The management of Risks requires a much greater integration of the firm's corporate finance and risk management functions and the investment program.

Companies can very likely achieve a competitive advantage when managing risk from a holistic view. The approach explicitly takes into account the fact that the various risk classes interact at both stochastic and sequential, and yet in more complex ways.

This "diversification benefit" is documented in the financial sector where a number of risk classes are notoriously easier to model. The thinking and methodology can be conveniently transferred to non-financial corporations. Most companies should develop and implement their own risk management systems.

We can all learn from the mistakes committed that lead to the financial crisis. We will however repeat the mistakes unless we strengthen risk management and increase the ‘diversity’ of the members of the risk committee who has new ideas to address the past sins.

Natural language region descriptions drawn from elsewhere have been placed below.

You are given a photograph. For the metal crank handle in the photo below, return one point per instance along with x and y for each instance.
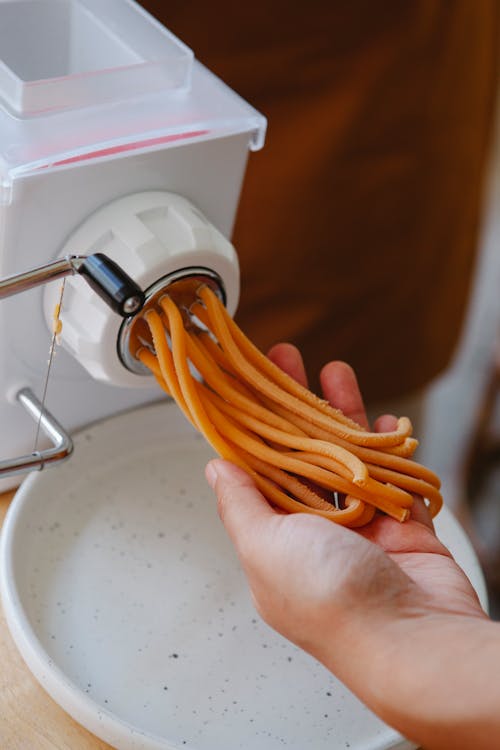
(108, 280)
(62, 445)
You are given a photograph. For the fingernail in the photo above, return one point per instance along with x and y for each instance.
(211, 474)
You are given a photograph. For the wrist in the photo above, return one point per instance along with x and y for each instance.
(433, 677)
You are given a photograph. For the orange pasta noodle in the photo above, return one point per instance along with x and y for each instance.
(303, 454)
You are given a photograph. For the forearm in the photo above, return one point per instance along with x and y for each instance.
(436, 679)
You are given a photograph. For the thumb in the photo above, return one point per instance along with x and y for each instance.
(242, 508)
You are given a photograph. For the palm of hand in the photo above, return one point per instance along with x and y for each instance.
(406, 567)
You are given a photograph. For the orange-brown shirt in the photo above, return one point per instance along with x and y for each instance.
(358, 222)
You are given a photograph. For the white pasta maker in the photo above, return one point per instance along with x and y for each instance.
(114, 141)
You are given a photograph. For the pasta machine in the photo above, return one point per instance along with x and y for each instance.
(121, 164)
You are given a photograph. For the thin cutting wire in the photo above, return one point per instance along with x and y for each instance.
(55, 333)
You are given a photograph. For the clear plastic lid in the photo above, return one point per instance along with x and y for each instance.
(83, 79)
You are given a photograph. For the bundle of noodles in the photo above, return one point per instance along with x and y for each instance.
(303, 454)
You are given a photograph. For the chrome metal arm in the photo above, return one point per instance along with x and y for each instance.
(29, 279)
(111, 283)
(62, 444)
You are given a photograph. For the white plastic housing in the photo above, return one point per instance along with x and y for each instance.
(149, 235)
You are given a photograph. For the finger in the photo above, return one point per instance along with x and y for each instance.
(242, 508)
(340, 386)
(420, 512)
(385, 423)
(288, 358)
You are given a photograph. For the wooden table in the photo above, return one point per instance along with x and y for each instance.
(29, 718)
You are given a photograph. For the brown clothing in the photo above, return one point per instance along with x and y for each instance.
(358, 222)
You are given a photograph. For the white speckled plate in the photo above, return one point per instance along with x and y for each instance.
(126, 600)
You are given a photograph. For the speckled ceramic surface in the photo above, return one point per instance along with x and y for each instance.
(127, 602)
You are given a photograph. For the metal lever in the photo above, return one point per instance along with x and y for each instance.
(111, 283)
(62, 445)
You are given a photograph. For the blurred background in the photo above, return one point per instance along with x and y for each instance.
(461, 422)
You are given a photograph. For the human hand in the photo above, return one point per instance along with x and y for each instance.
(379, 606)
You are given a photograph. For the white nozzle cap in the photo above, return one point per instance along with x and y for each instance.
(150, 235)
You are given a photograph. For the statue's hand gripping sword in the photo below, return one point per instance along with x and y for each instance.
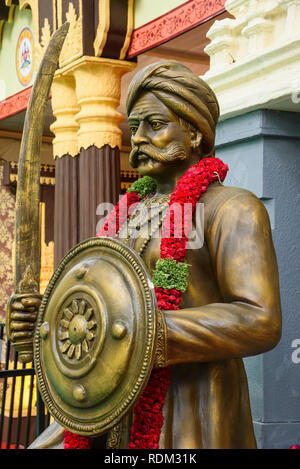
(23, 304)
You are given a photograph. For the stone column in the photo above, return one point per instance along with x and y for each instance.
(65, 151)
(98, 89)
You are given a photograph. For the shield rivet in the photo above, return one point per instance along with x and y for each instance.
(44, 330)
(119, 330)
(79, 392)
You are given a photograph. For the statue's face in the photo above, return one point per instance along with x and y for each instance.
(159, 141)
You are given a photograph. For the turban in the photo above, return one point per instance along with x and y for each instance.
(183, 92)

The fact that some of the worlds leading banks have up to 50 risk committee with approx. 250 voting members provides immediate food for thought. It takes thousands of hours to make the correct analysis and making a decision. Analysts say there has been little improvement in an area that is as important as managing risk for financial institutions.

Cognitive Diversity

The various aspects and disciplines of risk management is even more vital/crucial in situations where quality, diversity and skill backgrounds are not taken into account in the selection of members to various committees.

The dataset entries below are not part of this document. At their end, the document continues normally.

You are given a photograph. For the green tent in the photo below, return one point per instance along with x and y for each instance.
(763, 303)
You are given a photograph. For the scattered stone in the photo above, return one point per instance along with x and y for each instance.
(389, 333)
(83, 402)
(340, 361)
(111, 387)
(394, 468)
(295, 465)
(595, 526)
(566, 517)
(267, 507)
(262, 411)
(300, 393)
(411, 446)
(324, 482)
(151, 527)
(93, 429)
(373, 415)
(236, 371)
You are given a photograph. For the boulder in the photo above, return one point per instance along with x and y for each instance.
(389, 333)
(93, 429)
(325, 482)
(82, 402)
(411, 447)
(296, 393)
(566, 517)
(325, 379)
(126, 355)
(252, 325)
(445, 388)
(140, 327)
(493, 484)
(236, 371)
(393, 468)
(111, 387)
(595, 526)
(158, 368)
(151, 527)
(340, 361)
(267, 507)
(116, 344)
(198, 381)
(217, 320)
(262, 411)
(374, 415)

Too often these are very homogeneous groups of similar people with almost identical background. This is a well known fact also on several boards of several Danish companies. Boards have to decide on the company's risk-aversion, tolerance and appetite.

  • How much risk is the company willing to take?
  • How much will the exposure for each risk class be, and how large is the total exposure?
  • Which risks should be mitigated, reduced or eliminated?

The analysis should be based on risk tolerance with continuous monitoring of risk positions. Unfortunately group thinking often reinforces views expressed by the strongest in the group. It’s a pity when Risk committees often reflect the worst of both worlds.

Both large and small companies lack diversity in their committees. The importance of cognitive diversity cannot be overestimated. The committees should be able to take optimal decisions in a timely manner when there is a variety of relevant knowledge.

We should not let such a serious crisis go to waste. Focus on Governance, Risk and Compliance may actually be value creating and avoiding future disasters.